One of the enduring questions asked by and of opponents of President Barack Obama’s health care law is how they plan to go about repealing the matter. The good news, as I see it, is that this is an easier political matter than you might think from the media’s coverage of it.
A key answer on the part of Republican presidential candidates has been the use of executive orders to strip as much of Obama’s law from the books as possible. Texas Gov. Rick Perry (at left) and others have endorsed an approach that would start with an executive order hitting the pause on implementation as a delaying tactic, then move to legislative repeal. Former Massachusetts Gov.

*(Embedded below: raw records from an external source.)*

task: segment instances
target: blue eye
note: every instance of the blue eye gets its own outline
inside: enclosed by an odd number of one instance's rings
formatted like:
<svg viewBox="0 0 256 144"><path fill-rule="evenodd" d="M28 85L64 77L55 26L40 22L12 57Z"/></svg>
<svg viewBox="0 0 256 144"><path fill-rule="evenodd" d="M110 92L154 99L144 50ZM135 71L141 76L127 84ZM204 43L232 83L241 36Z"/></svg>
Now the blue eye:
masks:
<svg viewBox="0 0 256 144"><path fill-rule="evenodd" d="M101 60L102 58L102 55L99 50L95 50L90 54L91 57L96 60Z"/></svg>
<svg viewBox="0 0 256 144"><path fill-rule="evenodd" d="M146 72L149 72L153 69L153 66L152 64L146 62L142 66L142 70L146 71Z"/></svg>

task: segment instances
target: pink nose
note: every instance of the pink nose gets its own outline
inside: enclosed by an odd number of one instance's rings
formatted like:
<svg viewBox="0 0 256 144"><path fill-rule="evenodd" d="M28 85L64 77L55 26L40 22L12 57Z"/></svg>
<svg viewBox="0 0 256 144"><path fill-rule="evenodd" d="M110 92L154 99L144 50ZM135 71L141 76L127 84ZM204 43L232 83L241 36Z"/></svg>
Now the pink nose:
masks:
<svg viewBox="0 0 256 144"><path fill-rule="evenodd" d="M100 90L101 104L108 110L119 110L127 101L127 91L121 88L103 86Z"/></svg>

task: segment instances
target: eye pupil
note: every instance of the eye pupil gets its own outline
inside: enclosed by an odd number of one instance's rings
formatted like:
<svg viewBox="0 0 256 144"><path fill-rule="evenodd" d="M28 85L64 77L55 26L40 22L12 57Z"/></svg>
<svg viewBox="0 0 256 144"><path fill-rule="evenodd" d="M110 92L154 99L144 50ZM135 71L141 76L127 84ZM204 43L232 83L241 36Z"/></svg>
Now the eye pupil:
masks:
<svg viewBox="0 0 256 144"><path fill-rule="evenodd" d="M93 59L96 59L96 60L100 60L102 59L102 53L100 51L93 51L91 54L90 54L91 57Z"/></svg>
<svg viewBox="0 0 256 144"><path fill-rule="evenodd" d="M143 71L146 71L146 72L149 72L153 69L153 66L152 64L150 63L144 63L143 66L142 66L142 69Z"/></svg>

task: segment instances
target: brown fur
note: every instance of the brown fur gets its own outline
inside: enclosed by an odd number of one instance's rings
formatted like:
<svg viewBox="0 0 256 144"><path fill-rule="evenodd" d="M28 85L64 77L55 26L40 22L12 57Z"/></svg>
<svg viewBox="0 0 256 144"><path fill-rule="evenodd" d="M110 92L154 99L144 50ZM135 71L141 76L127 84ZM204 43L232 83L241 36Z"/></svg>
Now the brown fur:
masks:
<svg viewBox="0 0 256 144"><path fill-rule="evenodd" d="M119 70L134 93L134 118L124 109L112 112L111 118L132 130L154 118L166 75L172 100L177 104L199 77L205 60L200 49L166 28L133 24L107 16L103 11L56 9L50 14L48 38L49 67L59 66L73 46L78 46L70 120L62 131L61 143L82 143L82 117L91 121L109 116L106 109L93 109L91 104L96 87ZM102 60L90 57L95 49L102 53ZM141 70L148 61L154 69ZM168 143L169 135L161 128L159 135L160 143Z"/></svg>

Mitt Romney promises a “waiver” based approach – not a traditional use of the term “waiver,” but one he’d presumably have to create – that would give states temporary relief prior to a legislative effort. This might turn out to be more difficult than Romney maintains, at least according to some observers, given that these waivers would not take effect for a number of years.
So Sen. Tom Coburn (R-OK) asked the Congressional Research Service to resolve the question of how much you could actually block via executive order, which they duly did in a memo released two weeks ago. It reads, in part:
“[A] president would not appear to be able to issue an executive order halting statutorily required programs or mandatory appropriations for a new grant or other program in PPACA, and there are a variety of different types of these programs. Such an executive order would likely conflict with an explicit congressional mandate and be viewed “incompatible with the express … will of Congress” … However, there may be instances where PPACA leaves discretion to the Secretary to take actions to implement a mandatory program, and … an executive order directing the Secretary to take particular actions may be analyzed as within or beyond the President’s powers to provide for the direction of the executive branch.”
But as Michael Cannon points out here, there’s a much easier way to gut Obamacare without running afoul of any strict views on Constitutional authority or running into the legislature: just say that the law as written means what it says in the one specific area of how subsidies are provided via the exchanges.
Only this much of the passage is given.